A paragraph isn't an essay. Even though essay writing isn't a crucial skill for programmers, clear and effective English writing often is, especially when you need to explain technical issues to non-technical people. Besides, good writing ability is often a pretty good indicator of general, well-rounded intelligence.


man, i'm not arguing about the importance of the essay writing skills (this is my weak one, and i know how important it is). My point is about when in the process you make candidates hopping through the hoops and the height and the number of the hoops. I don't have enough time to jump through all the hoops of all the employers that early in the process. It is like in marketing process - awareness, consideration, preference, action, loyalty - insisting and expecting action (buy) immediately at or instead of awareness.

Anyway, the process of filling a job vacancy is about mutual fit. Somebody, who'd like the process would obviously be a better fit to that company culture than me, so the filter does work.
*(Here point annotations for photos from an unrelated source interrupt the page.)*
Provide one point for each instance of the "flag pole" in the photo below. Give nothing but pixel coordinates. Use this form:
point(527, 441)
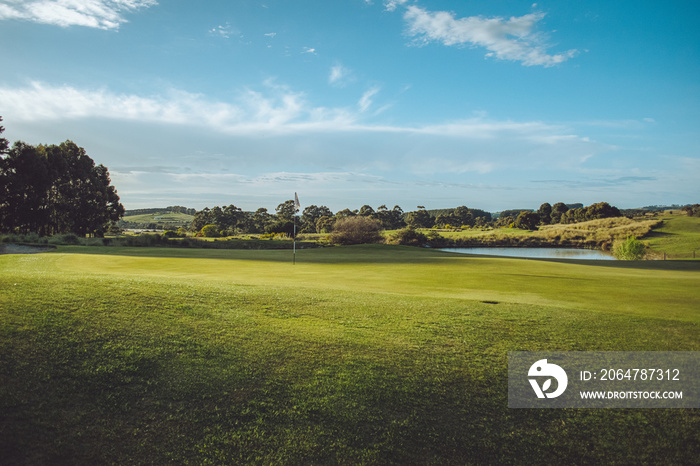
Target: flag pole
point(297, 206)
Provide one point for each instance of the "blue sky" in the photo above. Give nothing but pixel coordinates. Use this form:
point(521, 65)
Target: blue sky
point(493, 105)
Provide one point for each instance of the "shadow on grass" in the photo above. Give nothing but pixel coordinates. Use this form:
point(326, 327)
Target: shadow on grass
point(357, 254)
Yeah, it sounds like they don't care about that, which is lame. And honestly, asking for a paragraph after you've talked with somebody seems weird.
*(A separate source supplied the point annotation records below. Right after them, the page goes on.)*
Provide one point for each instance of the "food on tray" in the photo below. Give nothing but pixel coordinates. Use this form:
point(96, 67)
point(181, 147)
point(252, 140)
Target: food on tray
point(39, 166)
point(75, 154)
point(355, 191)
In my case, it's basically a Turing test. I ask for it along with the resume link. It's just to weed out the obvious dolts. (Who, as somebody else mentioned, are unfortunately 90% of the applicants.) The questions I use are here: http://needfeed.com/about/jobs

I'm pretty sure that anybody would want to hire could toss off an answer to one of those in 5 minutes. Which, given that I'm going to spend 10 or 15 minutes reading their resume, their blog, and (hopefully) their open-source code, seems like a fair trade.